IHK und Senioren-Union Neuwied im Gespräch zur Innenstadtentwicklung
Neuwied. Die Innenstadt geht alle an! Das dachte sich Reiner Kilgen, der Vorsitzende der Senioren Union des Kreises Neuwied. Aber besonders die Seniorinnen und Senioren sind auf den örtlichen Handel angewiesen.

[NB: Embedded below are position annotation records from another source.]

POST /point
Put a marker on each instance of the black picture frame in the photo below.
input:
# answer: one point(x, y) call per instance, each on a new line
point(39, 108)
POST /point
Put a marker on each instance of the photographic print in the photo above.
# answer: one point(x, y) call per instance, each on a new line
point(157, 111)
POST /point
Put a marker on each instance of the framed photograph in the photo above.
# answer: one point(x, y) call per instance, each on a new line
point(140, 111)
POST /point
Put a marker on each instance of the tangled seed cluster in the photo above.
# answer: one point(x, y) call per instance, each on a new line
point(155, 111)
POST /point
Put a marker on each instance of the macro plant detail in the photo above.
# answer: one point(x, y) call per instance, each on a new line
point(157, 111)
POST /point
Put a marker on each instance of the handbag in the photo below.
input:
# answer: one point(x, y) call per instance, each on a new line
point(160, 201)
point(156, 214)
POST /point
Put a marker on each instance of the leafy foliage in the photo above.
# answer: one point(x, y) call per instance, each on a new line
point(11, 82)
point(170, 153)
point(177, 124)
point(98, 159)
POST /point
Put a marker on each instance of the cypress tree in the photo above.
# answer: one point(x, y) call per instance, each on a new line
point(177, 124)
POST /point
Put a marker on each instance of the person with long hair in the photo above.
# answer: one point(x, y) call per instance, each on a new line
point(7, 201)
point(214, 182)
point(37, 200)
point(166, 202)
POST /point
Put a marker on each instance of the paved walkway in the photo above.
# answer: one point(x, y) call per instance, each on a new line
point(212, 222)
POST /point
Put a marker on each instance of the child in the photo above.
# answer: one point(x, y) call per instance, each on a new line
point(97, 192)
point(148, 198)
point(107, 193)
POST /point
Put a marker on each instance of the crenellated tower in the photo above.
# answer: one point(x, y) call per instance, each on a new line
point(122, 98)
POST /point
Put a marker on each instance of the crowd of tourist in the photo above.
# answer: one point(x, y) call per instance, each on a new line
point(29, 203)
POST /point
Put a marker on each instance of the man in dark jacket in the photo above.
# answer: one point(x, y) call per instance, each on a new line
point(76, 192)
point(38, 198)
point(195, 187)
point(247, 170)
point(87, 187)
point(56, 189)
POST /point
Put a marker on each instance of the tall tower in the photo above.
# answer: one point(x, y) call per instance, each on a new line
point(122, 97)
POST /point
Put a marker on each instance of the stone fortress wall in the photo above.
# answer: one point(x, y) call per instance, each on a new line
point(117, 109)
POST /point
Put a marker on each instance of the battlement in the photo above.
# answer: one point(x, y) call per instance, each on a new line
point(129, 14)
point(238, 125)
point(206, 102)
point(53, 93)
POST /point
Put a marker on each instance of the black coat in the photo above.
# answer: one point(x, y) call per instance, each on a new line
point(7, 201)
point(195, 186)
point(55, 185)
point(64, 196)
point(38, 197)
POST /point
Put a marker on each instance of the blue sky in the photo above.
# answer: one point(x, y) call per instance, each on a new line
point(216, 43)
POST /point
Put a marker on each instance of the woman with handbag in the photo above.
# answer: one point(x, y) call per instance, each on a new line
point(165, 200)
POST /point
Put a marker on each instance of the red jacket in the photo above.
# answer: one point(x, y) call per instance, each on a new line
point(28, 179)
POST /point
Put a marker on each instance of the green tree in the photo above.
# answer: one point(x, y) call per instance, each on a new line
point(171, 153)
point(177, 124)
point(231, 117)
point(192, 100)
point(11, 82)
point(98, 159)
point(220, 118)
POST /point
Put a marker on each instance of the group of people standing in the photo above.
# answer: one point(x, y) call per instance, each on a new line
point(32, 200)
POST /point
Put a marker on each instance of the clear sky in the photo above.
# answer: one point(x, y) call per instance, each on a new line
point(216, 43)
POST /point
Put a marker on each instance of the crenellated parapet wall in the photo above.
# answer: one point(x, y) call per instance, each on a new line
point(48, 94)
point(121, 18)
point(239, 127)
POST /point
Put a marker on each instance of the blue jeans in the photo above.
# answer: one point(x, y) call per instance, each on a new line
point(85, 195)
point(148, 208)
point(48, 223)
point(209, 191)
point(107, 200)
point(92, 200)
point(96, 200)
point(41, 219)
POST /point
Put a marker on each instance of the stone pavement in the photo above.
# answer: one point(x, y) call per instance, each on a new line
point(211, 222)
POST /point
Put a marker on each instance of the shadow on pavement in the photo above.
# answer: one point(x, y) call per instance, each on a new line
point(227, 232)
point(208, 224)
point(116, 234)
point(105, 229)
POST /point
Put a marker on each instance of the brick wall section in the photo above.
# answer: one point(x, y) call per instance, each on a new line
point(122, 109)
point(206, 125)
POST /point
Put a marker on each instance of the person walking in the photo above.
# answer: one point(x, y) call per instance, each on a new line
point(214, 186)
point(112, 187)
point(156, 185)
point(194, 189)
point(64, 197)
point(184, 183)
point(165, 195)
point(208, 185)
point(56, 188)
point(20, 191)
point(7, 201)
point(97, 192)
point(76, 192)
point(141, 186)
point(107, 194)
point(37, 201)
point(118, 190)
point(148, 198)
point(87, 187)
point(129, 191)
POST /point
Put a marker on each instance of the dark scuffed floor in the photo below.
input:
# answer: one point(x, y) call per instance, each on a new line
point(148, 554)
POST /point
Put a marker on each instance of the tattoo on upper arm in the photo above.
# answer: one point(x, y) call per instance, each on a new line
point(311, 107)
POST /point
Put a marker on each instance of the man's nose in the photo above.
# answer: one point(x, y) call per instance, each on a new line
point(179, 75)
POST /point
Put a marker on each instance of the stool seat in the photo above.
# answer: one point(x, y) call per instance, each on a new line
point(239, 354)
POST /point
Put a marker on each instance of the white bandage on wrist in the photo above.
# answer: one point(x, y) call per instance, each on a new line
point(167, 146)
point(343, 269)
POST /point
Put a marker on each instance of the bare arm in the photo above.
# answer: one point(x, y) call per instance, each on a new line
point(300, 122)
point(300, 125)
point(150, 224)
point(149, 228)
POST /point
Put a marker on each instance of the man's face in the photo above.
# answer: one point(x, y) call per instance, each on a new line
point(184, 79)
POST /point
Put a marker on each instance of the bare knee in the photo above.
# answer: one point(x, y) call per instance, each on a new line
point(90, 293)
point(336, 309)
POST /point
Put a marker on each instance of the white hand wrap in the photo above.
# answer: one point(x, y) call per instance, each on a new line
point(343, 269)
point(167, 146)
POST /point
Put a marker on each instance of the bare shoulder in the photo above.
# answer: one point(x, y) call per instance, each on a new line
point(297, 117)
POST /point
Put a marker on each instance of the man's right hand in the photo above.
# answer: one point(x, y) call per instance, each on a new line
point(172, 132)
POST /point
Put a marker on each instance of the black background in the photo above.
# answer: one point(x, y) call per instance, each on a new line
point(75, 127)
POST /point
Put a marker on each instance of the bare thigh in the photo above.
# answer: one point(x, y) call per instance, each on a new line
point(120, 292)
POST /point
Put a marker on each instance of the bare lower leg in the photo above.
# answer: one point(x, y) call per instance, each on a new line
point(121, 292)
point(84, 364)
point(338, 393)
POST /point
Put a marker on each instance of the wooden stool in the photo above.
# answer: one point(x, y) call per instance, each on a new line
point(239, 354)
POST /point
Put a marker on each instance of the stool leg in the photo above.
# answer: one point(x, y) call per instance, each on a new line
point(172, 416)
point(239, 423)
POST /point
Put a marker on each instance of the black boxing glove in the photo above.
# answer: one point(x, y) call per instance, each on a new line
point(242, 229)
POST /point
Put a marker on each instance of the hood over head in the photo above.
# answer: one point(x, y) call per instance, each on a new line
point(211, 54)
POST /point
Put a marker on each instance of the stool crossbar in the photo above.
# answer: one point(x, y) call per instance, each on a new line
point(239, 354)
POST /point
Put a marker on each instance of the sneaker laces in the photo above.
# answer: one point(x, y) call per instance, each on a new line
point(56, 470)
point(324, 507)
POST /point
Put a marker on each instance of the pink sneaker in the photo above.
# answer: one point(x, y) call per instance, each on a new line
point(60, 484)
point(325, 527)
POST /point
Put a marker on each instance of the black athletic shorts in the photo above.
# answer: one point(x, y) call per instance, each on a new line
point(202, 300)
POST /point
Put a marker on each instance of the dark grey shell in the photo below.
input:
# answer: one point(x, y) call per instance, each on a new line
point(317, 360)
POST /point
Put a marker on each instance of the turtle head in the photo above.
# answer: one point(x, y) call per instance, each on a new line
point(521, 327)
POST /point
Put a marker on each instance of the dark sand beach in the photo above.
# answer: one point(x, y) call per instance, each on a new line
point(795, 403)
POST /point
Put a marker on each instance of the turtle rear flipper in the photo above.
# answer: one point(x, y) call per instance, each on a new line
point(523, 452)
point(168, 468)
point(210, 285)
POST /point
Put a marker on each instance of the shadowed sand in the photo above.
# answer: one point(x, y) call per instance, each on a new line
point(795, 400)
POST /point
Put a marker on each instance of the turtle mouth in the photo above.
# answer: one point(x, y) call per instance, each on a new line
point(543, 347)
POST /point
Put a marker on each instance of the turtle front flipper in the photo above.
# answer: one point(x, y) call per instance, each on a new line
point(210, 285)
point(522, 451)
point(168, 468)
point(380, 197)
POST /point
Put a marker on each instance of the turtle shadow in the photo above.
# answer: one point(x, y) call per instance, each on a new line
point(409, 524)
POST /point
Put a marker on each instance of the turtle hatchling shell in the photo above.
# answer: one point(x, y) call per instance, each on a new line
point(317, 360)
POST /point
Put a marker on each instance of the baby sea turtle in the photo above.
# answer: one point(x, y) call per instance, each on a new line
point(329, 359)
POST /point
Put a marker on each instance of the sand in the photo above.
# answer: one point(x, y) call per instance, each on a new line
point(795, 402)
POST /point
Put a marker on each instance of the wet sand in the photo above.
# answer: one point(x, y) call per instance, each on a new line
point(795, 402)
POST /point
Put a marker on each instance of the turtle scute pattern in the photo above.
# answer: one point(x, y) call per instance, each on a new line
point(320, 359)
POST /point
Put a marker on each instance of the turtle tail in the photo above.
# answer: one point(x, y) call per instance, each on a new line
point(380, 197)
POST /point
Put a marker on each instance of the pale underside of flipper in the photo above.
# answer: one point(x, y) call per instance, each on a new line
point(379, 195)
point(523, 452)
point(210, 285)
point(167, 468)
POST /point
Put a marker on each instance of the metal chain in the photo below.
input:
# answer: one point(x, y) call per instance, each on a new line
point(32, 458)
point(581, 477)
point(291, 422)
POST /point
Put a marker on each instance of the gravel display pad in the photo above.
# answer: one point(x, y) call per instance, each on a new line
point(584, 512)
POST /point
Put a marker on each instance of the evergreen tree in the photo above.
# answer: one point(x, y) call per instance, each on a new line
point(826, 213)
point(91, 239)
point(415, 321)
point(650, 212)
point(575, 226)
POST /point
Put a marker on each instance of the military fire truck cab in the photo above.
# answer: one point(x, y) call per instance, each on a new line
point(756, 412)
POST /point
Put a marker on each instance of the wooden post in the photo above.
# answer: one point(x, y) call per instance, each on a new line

Dieser Gedanke war ausschlaggebend für einen Austausch mit Vertretern der IHK. Und so organisierte Kilgen für die Mitglieder der Senioren Union ein Treffen in der Regionalgeschäftsstelle der IHK Neuwied mit Frederik Fein, dem Regionalberater für die Landkreise Neuwied und Altenkirchen. Gemeinsam mit seinen Kollegen Sven Klein, Referent für Handel und Stadtmarketing und Christian Dübner, Referent für Tourismus, erläuterte er den Aufbau und die Arbeitsweise der IHK, ehe es dann speziell wurde: Wie sieht eine Innenstadt aus, in der sich die Menschen wohlfühlen, gerne einkaufen, wohnen, arbeiten, Urlaub machen und ihre Freizeit verbringen?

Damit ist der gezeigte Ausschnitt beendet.